The comet was followed until 1976 April 29, when Elizabeth Roemer estimated the nuclear magnitude as 21.5. Orbital computations revealed an orbital period of 6.23 years and a perihelion distance of 1.57 AU. The comet was moved into its discovery orbit when it passed 0.142 AU from Jupiter on July 28, 1972. Prior to this encounter the comet's orbital period was 8.50 years and the perihelion distance was 2.51 AU.
Following the 1975 apparition the comet was next expected at perihelion during 1981. It was recovered on 1980 August 6 at a position indicating the predictions were only -0.68 day off. This was not a particularly good apparition and the comet's maximum brightness only reached 18.

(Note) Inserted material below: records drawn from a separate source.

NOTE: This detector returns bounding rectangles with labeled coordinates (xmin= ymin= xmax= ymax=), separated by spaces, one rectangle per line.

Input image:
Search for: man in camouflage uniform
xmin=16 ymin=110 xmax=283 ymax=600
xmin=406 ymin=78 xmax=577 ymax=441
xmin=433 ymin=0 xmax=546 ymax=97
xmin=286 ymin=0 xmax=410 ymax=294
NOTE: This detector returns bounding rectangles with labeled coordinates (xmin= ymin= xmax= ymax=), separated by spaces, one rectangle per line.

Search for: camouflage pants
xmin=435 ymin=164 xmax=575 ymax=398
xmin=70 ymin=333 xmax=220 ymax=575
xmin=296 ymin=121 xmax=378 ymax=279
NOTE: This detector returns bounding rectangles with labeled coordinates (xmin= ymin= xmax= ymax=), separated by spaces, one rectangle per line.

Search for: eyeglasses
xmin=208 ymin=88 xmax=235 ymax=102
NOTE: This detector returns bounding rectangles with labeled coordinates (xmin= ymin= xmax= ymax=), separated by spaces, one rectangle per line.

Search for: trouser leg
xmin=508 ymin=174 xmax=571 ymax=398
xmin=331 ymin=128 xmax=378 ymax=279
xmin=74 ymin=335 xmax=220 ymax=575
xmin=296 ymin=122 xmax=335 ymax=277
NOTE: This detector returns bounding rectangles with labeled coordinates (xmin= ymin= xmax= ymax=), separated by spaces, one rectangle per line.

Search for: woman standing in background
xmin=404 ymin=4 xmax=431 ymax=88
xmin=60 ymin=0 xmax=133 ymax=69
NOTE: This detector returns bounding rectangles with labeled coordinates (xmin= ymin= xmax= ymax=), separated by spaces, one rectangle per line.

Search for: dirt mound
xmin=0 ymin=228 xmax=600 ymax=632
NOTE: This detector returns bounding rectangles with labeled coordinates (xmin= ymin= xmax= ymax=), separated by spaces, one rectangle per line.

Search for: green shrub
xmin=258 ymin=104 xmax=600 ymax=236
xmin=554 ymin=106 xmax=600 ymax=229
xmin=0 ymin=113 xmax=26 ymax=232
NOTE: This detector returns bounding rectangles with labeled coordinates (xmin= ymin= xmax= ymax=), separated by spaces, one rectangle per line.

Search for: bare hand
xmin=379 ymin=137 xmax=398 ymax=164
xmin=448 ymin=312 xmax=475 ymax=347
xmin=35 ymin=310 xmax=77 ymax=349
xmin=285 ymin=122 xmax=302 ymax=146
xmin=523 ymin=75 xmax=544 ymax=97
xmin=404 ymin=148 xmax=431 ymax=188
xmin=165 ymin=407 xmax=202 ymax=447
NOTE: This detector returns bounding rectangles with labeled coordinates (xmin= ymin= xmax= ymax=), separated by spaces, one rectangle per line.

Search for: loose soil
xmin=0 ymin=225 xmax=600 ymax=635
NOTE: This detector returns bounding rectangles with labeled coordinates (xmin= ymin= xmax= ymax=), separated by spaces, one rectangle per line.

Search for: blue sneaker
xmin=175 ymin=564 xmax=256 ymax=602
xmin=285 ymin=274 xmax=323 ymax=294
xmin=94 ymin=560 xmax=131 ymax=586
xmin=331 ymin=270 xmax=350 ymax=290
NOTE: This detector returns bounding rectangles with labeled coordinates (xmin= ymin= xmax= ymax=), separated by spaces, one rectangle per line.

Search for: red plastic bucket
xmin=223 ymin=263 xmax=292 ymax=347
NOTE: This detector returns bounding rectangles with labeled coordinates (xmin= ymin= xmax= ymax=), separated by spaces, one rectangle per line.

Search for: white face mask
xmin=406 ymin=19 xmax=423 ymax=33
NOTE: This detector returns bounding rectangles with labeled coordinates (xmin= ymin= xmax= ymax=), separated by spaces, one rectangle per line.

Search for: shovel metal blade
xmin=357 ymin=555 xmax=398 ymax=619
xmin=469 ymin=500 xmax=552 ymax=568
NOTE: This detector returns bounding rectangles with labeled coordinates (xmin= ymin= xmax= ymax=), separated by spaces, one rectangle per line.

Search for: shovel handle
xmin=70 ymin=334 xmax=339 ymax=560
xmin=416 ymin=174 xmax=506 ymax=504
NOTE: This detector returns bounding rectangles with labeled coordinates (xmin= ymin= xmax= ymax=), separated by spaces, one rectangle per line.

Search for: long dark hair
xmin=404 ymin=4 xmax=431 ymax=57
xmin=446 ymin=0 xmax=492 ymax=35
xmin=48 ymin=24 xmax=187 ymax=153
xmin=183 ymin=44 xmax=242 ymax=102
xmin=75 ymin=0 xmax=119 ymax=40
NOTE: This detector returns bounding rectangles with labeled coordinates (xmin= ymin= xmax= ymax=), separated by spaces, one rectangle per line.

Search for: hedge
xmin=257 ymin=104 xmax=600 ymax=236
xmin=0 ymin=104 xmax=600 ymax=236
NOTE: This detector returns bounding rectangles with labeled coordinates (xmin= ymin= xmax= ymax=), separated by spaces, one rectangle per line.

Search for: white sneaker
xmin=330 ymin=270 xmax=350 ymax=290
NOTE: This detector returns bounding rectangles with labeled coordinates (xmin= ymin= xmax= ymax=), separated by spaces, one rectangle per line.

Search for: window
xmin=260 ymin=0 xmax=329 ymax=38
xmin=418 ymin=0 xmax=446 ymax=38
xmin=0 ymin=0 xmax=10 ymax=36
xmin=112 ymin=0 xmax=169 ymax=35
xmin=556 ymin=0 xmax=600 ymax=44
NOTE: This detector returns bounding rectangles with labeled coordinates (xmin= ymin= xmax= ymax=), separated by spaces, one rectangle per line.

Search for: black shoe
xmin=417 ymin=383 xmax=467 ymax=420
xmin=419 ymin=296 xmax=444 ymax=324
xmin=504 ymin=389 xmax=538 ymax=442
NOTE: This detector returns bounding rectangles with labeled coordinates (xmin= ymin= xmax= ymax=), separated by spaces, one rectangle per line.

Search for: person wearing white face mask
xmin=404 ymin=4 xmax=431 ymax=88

The comet's 1987 apparition was an exceptional one. The comet was recovered on 1986 July 30 by T. Gehrels and J. V. Scotti (Kitt Peak, Arizona, USA), with the brightness estimated as magnitude 19.5. The comet was then more than a year from its perihelion date of 1987 October 30. As the distances from both the sun and Earth decreased during the latter half of 1987 observers began consistently reporting the comet's magnitude as brighter than 14. Around the time the comet was closest to Earth on 1988 January 13 (0.9467 AU) most observers noted a magnitude around 13. The comet was last seen on 1988 May 19.
The comet was missed at the poor 1994 return, as well as its 2001 and 2007 returns. The comet's next three returns will fall in 2014, 2021, and 2027. A close approach to Jupiter in 2032 (0.29 AU) will bring a notable change to the orbit, decreasing the perihelion distance from 1.77 AU to 1.38 AU and the period from 6.64 years to 5.85 years.